After an evaluation of 800,000 doses of pentavalent rotavirus vaccinations in U.S. infants, researchers reported in the February 8 issue of JAMA that there is no increased risk of intussusception after vaccination, despite some previous data indicating that those infants who received the vaccine were at potential increased risk. Intussusception is a condition whereby a portion of the small or large intestine slides forward into itself, like a telescope.
The researchers’ background information says that:
“In 1999, the rhesus tetravalent rotavirus vaccine (RRV, Rotashield) was withdrawn from the U.S. market due to a significantly increased risk of intussusception following vaccination. Since then, 2 vaccines to prevent rotavirus infection have been licensed for use in the United States: a pentavalent rotavirus vaccine (RV5, RotaTeq) in 2006 and a monovalent rotavirus vaccine (RV1, Rotarix) in 2008.”
Scientists performed large prelicensure trials due to the previous link between RRV and intussusception but observed no increased risk, “however, 2 recent international postlicensure evaluations [conducted in Australia, Mexico and Brazil] have observed an increased risk of intussusception in the first week after administration of the first dose of rotavirus vaccines.”
Irene M. Shui, Sc.D., of Harvard Medical School and Harvard Pilgrim Health Care Institute in Boston and her team decided to re-evaluate the risk of intussusception in relation to the rotavirus vaccination, whilst focusing specifically on the 1- to 7-day risk window after the first dose was administered. The study involved infants between the ages from 4 to 34 weeks who were enrolled in the Vaccine Safety Datalink (VSD) receiving RV5 from May 2006 to February 2010.
Amongst others, the researchers analyzed the comparison of intussusception rates in infants who had received RV5 with intussusception rates in infants who received other recommended vaccines without RV5 during the same period. They included data on the expected number of intussusception visits based on background rates that were examined before RV5 was licensed in the U.S. (2001-2005).

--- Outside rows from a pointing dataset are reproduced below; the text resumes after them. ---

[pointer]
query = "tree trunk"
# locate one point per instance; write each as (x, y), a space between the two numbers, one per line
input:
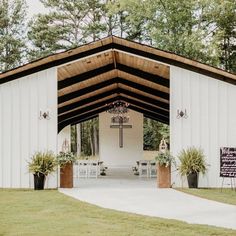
(78, 141)
(96, 145)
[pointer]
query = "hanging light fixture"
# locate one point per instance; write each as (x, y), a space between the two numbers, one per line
(118, 109)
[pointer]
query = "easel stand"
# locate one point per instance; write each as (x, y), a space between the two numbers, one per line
(232, 183)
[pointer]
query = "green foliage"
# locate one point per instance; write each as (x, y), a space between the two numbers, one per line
(224, 15)
(67, 25)
(165, 159)
(42, 162)
(12, 33)
(64, 158)
(153, 132)
(192, 160)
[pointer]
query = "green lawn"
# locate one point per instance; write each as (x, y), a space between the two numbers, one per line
(226, 195)
(51, 213)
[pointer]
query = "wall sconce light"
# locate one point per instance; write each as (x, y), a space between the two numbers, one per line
(182, 114)
(44, 115)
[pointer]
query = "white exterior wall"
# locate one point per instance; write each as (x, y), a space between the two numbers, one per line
(21, 131)
(109, 150)
(65, 134)
(211, 121)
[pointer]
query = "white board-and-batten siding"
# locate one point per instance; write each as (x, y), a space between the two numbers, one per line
(211, 121)
(21, 131)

From 786,725 doses of RV5 administered from May 2006 to February 2010, 39% or 309,844 vaccinations consisted of first doses, 33% of second and 28% were third doses from a comparison cohort of 389,026 visits.
After adjusting for age, both analyse,s the combined dose or dose-specific analysis, showed no statistically important higher risks of intussusception in both windows, the 1- to 30-day and the 1- to 7-day risk window.
The researchers observed 21 incidents of intussusception in the 1- to 30-day window after all RV5 doses were administered compared with 20.9 expected cases, whilst they noted 7 cases compared with 5.7 expected incidents after administration of the first dose. In the 1- to 7-day window after all RV5 doses were given, they observed 4 incidents instead of 4.3 expected cases whilst after the first dose they noted 1 incident compared with a 0.8 expected incident.
The researchers declare:
“Based on our analysis, an excess risk of 1 intussusception event per 65,287 RV5 vaccines following dose 1 can be reliably excluded, although we cannot rule out the possibility of a lower-level risk.”
They state that the reasons for the inconsistent results between different studies remain unclear and continue saying:
“Because intussusception is a rare event, we cannot rule out a chance finding of risk in Australia and Mexico as well as the possibility of not detecting a low-level risk in the United States and Brazil. Another possible explanation might be effect modification of the rotavirus vaccine-intussusception association by an environmental or genetic factor that differs between the populations.”
They researchers conclude:
“In this large, prospective postlicensure safety monitoring study of almost 800,000 doses of RV5 vaccine, with more than 300,000 first doses, we did not observe any increased risk of intussusception following RV5 vaccination.
The introduction of rotavirus vaccines has had a substantial public health effect on severe rotavirus disease in U.S. infants. Although we cannot entirely exclude the possibility of a very low-level risk, the findings of our study strengthen the evidence base in favor of vaccination for effective control of severe childhood rotavirus disease.”